En la presente exhibición, Paisaje 90Los miopes ambientalistas, y En la vida todo es ir, parecen culminar en una orgía de color y movimiento la trayectoria iniciada hace más de una década.  Mucho más libres en su organización, estos lienzos interpretan la mancha controlada, con sus chorreados y vertientes, y sus estridentes colores, con la misma pasión y alarde que se dio en los ‘fauves’ y los expresionistas de principio de siglo.  El ChupadiezmosSimón-Simón, y Los del Cobalto, delatan el latente interés en una figuración altamente estilizada y en el comentario social, y hasta lo autobiográfico (Personaje de mi Eco-Sistema), siempre latente en la abstracción ideogramática de Cecilio Colón.

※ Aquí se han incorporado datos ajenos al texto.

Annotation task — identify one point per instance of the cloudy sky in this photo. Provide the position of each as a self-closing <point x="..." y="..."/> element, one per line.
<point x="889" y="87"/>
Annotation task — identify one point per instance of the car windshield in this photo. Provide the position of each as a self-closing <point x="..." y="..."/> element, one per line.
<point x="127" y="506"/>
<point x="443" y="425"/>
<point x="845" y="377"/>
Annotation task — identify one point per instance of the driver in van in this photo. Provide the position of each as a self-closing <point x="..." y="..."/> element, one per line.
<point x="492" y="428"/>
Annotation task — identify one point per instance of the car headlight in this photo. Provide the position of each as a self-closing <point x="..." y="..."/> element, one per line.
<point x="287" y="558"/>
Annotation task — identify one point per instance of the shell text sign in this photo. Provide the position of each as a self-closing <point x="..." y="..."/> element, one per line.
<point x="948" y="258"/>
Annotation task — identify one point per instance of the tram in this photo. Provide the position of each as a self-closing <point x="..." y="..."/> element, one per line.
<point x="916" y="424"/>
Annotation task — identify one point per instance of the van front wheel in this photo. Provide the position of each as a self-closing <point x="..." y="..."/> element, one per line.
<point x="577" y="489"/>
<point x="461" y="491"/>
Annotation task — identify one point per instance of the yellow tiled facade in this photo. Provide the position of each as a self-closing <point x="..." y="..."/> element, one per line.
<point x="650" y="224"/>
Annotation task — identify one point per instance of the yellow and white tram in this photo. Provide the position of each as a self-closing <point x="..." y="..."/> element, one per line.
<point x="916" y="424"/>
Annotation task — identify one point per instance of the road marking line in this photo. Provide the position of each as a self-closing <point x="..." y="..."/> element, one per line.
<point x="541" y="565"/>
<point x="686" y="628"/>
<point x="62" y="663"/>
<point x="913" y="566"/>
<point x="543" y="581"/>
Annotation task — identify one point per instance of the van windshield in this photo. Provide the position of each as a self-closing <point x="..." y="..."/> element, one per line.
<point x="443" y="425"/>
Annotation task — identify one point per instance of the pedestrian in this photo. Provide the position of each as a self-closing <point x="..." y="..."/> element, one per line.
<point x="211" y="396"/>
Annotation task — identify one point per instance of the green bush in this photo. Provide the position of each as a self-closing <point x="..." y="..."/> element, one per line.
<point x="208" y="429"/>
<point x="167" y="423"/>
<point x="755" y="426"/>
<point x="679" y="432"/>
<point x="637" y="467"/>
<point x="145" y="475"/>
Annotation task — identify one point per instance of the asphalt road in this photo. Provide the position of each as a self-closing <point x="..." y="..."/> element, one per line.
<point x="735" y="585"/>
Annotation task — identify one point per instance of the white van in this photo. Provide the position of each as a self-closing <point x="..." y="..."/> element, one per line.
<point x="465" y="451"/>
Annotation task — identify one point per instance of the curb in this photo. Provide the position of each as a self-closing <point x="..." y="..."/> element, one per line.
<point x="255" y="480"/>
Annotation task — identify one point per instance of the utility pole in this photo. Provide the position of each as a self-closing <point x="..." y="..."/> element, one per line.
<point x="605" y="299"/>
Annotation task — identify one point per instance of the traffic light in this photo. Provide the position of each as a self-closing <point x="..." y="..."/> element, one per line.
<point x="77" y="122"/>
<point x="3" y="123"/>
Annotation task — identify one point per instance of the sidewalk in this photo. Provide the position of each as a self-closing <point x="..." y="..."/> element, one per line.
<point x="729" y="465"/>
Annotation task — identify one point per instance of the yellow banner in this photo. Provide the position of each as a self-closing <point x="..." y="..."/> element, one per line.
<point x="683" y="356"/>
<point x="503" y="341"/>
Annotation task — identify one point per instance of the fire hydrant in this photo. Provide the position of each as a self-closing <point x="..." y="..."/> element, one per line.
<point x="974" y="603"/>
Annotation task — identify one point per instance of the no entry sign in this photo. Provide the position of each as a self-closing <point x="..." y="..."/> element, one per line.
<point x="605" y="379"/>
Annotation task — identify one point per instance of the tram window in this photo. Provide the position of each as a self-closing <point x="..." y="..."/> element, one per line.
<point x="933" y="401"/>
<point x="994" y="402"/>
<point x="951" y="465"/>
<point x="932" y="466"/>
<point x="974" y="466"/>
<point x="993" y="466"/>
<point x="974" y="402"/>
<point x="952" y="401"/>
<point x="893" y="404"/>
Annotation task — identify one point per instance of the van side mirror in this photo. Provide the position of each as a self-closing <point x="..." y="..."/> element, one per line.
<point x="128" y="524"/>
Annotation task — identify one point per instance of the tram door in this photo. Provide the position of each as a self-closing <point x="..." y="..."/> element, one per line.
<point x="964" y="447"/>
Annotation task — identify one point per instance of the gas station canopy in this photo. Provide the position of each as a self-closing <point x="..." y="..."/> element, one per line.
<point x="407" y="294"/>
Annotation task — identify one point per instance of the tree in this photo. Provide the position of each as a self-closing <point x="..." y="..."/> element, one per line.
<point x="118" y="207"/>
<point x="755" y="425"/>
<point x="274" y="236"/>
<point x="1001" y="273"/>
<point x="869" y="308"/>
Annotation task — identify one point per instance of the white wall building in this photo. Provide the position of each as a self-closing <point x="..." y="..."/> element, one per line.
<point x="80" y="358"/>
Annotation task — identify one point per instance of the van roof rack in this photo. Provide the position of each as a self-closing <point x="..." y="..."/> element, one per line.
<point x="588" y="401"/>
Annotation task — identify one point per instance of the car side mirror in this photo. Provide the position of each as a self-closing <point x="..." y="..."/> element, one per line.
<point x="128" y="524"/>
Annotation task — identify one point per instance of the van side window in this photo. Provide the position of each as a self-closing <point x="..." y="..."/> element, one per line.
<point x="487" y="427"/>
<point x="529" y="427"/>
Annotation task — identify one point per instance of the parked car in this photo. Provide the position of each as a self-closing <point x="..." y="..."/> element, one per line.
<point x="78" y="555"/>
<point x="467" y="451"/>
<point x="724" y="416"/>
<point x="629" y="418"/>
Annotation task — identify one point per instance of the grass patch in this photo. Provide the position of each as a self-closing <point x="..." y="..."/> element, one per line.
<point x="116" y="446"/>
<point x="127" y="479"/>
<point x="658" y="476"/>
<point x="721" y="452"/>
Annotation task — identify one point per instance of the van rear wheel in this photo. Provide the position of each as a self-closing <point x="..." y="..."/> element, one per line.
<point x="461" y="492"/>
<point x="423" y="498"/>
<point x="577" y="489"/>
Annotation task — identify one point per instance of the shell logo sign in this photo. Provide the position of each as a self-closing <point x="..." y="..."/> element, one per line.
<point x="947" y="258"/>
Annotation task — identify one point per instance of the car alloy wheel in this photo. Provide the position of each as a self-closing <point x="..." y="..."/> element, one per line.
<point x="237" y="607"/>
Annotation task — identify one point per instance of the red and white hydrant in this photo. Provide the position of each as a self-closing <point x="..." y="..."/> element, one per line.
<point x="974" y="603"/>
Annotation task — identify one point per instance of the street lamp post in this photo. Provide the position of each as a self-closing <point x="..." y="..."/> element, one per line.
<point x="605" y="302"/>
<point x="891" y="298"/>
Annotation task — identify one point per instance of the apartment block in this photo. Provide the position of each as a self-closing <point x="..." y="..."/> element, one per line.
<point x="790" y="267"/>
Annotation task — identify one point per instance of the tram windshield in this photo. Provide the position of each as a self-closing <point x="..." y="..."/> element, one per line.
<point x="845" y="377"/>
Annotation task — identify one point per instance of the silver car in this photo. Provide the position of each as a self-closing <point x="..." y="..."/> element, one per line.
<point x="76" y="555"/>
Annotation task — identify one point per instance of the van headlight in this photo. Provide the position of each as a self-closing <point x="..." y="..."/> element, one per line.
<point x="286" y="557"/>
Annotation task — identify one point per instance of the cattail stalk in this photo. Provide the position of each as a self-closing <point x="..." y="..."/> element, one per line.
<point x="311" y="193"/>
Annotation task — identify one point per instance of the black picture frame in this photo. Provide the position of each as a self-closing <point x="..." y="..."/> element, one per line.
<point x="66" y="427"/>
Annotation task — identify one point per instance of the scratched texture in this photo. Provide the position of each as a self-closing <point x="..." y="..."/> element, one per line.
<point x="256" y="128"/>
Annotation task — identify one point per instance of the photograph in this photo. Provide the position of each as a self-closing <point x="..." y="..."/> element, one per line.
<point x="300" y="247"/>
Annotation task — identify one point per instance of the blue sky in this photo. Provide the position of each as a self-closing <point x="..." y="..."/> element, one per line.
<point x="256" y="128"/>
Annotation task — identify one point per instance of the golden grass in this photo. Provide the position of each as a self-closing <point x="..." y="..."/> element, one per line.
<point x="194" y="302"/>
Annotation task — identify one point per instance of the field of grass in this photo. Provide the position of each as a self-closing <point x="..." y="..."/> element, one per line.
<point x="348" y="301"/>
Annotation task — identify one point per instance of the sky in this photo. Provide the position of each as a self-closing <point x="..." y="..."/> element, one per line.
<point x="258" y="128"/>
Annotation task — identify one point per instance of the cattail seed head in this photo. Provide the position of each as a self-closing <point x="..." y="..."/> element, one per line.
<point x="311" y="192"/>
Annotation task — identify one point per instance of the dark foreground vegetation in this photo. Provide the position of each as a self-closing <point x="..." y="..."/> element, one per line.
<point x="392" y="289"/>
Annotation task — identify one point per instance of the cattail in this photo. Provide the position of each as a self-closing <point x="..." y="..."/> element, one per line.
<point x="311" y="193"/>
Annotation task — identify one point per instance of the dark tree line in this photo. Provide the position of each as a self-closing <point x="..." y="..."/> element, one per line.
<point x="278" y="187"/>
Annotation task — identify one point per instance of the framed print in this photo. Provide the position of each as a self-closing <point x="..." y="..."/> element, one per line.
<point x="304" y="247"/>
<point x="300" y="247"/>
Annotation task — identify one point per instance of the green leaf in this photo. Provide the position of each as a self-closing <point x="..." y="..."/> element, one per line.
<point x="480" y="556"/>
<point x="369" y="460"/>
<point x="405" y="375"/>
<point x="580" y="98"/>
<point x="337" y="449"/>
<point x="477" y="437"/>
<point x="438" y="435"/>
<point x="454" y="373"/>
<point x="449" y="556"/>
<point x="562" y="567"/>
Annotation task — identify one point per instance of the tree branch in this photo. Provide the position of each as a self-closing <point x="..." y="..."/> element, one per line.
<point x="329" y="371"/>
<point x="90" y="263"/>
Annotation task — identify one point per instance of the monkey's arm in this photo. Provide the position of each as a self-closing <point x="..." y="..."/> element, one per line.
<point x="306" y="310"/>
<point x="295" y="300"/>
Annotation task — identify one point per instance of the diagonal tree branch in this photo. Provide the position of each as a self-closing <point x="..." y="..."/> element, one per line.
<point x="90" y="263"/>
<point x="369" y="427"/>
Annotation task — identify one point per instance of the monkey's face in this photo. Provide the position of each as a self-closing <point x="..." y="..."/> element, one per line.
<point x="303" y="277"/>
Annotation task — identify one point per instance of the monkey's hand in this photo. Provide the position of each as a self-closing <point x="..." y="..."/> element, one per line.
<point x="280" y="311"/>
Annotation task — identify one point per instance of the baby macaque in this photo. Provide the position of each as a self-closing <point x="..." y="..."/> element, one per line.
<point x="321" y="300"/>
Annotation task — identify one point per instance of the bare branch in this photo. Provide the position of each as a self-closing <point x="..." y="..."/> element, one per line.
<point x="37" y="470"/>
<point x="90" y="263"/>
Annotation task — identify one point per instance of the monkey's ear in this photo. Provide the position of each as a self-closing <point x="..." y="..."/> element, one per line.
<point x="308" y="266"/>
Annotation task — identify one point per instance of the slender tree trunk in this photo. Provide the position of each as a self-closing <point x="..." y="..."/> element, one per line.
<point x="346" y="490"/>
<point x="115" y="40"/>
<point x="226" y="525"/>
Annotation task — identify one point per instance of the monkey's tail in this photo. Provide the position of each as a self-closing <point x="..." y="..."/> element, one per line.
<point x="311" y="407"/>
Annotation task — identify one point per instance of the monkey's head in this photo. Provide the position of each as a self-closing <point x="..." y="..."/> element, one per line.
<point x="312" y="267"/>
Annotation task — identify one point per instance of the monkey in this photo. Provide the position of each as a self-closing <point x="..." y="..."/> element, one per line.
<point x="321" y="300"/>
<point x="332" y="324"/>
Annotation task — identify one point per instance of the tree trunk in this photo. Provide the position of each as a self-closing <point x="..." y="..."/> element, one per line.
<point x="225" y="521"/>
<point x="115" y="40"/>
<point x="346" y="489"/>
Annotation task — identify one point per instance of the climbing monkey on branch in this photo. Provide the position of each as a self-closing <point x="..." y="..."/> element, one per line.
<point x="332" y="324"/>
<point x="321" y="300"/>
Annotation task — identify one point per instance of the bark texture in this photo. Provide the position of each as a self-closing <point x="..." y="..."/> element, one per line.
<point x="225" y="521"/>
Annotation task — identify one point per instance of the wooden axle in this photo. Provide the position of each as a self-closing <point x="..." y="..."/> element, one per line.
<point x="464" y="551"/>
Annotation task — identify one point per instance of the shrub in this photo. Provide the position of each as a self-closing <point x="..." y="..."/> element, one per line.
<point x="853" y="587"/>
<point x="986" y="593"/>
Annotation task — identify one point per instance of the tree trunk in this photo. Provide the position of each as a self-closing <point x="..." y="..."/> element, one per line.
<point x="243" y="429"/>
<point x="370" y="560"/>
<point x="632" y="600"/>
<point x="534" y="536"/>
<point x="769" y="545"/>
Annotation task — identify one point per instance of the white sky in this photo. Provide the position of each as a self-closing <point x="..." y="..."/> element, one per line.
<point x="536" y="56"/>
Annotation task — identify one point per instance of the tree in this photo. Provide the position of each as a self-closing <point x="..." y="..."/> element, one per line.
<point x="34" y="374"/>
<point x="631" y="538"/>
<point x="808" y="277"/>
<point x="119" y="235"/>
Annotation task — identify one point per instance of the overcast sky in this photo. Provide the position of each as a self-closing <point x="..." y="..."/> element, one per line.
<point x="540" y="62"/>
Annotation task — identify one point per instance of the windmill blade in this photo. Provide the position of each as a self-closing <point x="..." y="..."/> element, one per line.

Entre las montañas, las selvas, los rascacielos y los espacios de fantasía y color de este artista oriundo de Barranquitas, se oye un grito de alerta para detener el deterioro humano y ecológico que amenaza con destruir nuestra civilización.  Contrapuestos El Pan Nuestro de Cada Día y Huellas de Esperanza, la violencia y la resolución humana de detenerla, nos indican los polos artísticos y personales de Cecilio Colón Guzmán, que tan elocuentemente articulados quedan en esta exhibición.